Einen Apfel für die Integration

Ihr fragt Euch, warum ich einen Apfel in einem Atemzug mit dem Ausdruck Integration nenne? Ganz einfach: Das schlichte Stück Obst hat ein paar Gedanken zu diesem Thema in mir ausgelöst, die ich Euch nicht vorenthalten will.

Vor einiger Zeit – es war an einem warmen Herbsttag – da schlenderte ich gemütlich durch’s Dorf und biss dabei alle paar Schritte genüsslich in einen wunderbar saftigen Apfel. Zwangsläufig kam der Moment, an dem ich einen abgenagten Apfelbutzen in der Hand hielt. Gerade kam ich an einem Haus mit einer Buchenhecke vorbei. Spontan machte ich eine Wurfbewegung in Richtung dieser Hecke.

Das mache ich nämlich grundsätzlich immer so mit Apfelbutzen, wenn ich im Freien unterwegs bin: Ich suche eine Stelle, an der das gute Stück ungesehen – und damit ohne irgendjemanden zu stören – verrotten kann.

Doch dieses Mal kam es anders:

Mitten in der Wurfbewegung zuckte ich zusammen und behielt das Kerngehäuse in der Hand. „Du kannst doch nicht einfach Deinen Apfelbutzen in diese Hecke werfen!? Hier wohnen Türken!“, schoss es mir durch den Kopf. Oh mein Gott, fast hätte ich ein kleines Stückchen Bioabfall bei einer türkischen Familie ins Gestrüpp geworfen!

Das hört sich vielleicht blöd an, aber ich bin wirklich erschrocken über mein Verhalten und bin mit dem abgenagten Apfelrest in der Hand weitergegangen, bis ich das Teil in einer freien Wiese entsorgen konnte.

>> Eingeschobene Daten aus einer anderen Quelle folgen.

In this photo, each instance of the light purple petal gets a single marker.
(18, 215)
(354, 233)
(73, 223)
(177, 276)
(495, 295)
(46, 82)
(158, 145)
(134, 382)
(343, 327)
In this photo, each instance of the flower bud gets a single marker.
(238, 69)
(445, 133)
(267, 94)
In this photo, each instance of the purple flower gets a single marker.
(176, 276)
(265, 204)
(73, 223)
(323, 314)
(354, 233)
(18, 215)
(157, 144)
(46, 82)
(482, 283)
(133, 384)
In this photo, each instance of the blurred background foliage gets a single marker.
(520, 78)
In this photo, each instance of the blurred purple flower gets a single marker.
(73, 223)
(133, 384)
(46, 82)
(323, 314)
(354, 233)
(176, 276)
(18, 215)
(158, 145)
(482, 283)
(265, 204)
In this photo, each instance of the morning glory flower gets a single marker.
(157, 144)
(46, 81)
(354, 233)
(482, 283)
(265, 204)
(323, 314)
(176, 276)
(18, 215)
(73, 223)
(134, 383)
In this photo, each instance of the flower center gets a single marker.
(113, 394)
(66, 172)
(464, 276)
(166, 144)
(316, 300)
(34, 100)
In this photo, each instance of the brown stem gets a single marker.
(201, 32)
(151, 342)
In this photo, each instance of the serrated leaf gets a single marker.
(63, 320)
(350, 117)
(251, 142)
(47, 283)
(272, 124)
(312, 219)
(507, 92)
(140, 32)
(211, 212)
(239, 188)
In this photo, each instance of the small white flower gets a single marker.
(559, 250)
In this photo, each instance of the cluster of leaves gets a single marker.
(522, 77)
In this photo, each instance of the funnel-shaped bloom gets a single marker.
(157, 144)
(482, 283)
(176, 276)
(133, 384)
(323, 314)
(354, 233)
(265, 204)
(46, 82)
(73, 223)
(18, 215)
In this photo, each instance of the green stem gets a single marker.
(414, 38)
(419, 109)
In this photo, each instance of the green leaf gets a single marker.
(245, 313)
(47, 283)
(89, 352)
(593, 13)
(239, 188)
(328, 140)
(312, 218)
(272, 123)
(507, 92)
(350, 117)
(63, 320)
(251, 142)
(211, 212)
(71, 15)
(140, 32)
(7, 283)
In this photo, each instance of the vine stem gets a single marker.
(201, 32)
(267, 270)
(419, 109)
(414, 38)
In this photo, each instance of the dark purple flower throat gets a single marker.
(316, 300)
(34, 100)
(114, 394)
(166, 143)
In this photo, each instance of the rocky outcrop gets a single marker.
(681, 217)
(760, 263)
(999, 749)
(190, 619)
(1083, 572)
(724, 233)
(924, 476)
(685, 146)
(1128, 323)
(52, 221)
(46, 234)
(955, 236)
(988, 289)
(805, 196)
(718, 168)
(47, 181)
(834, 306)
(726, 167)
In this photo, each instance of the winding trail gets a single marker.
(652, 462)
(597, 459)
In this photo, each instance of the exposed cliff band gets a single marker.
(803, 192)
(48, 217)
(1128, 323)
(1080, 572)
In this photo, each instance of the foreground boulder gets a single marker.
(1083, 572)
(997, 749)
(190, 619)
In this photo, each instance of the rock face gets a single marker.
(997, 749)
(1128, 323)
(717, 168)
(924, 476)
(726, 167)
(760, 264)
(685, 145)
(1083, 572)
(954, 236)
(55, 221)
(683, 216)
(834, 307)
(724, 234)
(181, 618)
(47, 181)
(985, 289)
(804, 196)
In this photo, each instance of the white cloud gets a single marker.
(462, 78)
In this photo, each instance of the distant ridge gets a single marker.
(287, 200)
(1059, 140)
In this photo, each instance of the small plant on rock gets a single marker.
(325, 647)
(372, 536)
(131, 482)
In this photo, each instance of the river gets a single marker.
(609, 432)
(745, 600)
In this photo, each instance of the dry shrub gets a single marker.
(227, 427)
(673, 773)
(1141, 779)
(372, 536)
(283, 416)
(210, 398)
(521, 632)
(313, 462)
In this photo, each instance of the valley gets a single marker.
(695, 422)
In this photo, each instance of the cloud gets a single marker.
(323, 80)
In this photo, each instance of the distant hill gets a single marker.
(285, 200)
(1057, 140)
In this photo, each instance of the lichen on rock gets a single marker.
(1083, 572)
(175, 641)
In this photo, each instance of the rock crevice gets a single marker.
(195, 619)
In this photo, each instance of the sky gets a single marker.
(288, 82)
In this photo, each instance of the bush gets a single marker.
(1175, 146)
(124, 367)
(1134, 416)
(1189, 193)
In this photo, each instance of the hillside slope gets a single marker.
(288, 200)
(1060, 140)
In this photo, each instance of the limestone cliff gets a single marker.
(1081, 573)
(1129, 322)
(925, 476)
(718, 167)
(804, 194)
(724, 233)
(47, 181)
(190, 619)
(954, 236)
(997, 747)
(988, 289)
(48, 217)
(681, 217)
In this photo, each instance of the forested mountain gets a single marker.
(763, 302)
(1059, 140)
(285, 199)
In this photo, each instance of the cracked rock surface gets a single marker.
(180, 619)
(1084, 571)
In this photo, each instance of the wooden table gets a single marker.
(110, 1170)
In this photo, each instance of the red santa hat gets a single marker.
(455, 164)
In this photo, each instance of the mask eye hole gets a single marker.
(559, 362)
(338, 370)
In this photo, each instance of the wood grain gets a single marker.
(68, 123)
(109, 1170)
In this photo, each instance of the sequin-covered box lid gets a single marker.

Erst später fragte ich mich:

Was bitte war denn hier geschehen? Jedem hätte ich ohne nachzudenken diesen kleinen, abgenagten Rest Apfel ins Gestrüpp geworfen, wo er unbemerkt hätte verrotten können. Nirgends hätte ich gezögert: nicht beim engsten Nachbarn, nicht bei Verwandten, nicht beim Bürgermeister, nicht beim Pfarrer,….  Warum also bei einer Familie mit Migrationshintergrund?

Spontan hatte ich mein Verhalten des „Nicht-Wegwerfens“ als politisch korrekt betrachtet. Schließlich kann ich doch nicht einfach einen Apfelbutzen bei einer türkischen Familie zum Verrotten in die Hecke werfen!

Aber jetzt weiß ich es besser:

Dass ich den Apfelbutzen NICHT bei der türkischen Familie in die Hecke geworfen habe, mag offiziell korrekt gewesen sein, doch es war falsch. Das war nicht Integration, sondern Ausschluss. Ich hätte die Familie nur dann gleich behandelt wie die Einheimischen, wenn ich ihnen ohne jeglichen Gedanken und ohne jegliches Zögern den Apfelbutzen ins Gebüsch geworfen hätte – wie allen anderen auch…

Und so hätte ein abgenagter Apfel in der Hecke einer türkischen Familie das Wahrzeichen dafür werden können, dass sie voll und ganz integriert sind.